Vera Portocarrero aponta, ainda , como sendo outra novidade do saber
psiquiátrico do século XX, o seu caráter mais autônomo com relação ao saber do
século XIX, quando este se apresentava como mero modelo transposto. (p.21).
A autora explicita, também,o seu interesse em analisar o discurso médico
considerando o seu valor estratégico, a articulação da psiquiatria com a gestão
política do espaço social , pois percebe, a partir do século XX, um maior
estreitamento entre a saúde e sociedade quando os profissionais da psiquiatria,
sustentados pelo poder científico, extrapolam a sua ação aos muros do hospício,
incorporaram o meio urbano como foco de sua reflexão, e deslocam o alvo do seu
objetivo da doença para a saúde. “A psiquiatria se constitui no seio da medicina
social”(p.19)
A psiquiatria,então, penetrará em vários setores do espaço social, nas várias
instituições , como a família, a escola e as Forças Armadas, com o objetivo
terapêutico e preventivo de combater tanto a doença mental, propriamente dita,
como as anormalidades (p.14)
Tal idéia de anormalidade será considerada, pela autora, na perspectiva que
lhe é atribuída por Foucault em Historia da Sexualidade.
Parte I
A Teoria Psiquiátrica no Brasil: Nova configuração nas primeiras décadas do
século XX. (pp.31-92).
1-Da doença mental à anormalidade (pp.41-64).

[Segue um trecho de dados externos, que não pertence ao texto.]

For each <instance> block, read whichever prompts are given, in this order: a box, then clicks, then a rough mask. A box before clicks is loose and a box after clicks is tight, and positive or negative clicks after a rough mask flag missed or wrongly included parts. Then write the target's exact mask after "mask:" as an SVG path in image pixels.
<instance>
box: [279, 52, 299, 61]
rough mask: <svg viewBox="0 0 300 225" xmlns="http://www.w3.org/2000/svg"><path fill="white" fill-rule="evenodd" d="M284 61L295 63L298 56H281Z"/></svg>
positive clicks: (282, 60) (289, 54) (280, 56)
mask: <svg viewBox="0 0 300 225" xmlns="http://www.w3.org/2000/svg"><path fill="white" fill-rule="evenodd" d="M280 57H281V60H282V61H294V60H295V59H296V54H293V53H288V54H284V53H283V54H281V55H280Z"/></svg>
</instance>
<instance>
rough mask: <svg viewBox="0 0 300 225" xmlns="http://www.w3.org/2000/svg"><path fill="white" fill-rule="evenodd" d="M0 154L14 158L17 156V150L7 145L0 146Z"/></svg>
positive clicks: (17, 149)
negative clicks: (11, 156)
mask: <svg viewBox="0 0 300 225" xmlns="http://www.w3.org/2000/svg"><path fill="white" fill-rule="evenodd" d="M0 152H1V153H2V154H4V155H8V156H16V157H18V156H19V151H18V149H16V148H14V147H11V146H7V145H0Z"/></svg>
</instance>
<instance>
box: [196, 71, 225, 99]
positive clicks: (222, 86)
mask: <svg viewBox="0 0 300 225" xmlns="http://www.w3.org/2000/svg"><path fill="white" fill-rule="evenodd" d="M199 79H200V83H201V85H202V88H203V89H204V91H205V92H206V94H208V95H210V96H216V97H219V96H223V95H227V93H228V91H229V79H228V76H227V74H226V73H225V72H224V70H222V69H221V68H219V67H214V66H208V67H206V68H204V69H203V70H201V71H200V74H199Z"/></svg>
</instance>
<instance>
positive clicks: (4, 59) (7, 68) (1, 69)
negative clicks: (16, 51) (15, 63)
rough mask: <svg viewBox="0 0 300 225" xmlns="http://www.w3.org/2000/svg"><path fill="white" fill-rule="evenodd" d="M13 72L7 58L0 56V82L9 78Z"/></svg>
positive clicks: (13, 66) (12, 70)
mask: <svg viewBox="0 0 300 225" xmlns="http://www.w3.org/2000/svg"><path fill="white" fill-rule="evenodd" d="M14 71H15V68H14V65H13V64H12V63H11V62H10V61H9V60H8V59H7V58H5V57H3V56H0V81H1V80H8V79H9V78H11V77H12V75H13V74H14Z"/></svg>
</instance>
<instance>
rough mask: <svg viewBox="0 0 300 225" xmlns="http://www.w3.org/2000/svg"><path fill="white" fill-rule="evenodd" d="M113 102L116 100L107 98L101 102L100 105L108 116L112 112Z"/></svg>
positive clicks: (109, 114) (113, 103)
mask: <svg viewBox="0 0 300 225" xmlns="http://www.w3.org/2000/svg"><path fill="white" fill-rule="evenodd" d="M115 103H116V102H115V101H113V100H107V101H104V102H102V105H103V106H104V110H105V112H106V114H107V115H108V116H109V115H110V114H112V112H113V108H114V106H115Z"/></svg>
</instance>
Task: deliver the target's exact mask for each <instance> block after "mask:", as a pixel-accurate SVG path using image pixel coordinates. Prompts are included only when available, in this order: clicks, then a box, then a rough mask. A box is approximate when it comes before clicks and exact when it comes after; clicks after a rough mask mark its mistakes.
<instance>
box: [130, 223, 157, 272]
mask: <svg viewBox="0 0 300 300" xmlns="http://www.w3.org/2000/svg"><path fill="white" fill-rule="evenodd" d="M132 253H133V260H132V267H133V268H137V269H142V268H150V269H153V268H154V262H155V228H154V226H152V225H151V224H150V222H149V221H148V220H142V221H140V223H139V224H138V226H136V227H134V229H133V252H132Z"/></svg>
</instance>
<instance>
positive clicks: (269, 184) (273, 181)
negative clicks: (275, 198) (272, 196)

A teoria psiquiátrica do século XIX
Principais características da psiquiatria brasileira no século XIX:
◘ A teoria psiquiátrica se apresenta como repetição das argumentações dos
alienistas franceses, sem qualquer vínculo com a prática (p.41) .
◘ A doença mental, descrita a partir de sintomas, demonstra o mesmo enfoque
classificatório de Pinel e Esquirol, e agrupados segundo os mesmos princípios
nosográficos das ciências naturais, mas acaba entretanto, por constituir uma
sintomatologia na qual se enfatiza o critério de caráter moral.” A noção de desordem
do comportamento ou seja, os atos praticados independentemente da vontade,
prevalecem sobre a idéia de desordem intelectual como elemento identificador da
loucura“(p.42).
◘Segundo Esquirol as diferentes formas de loucura caracterizam-se ora pela
desrazão,como a demência e a ediotia, ora pelo delírio, uma desordem da
inteligência, com a
predominância das paixões, que são as denominadas
monomanias.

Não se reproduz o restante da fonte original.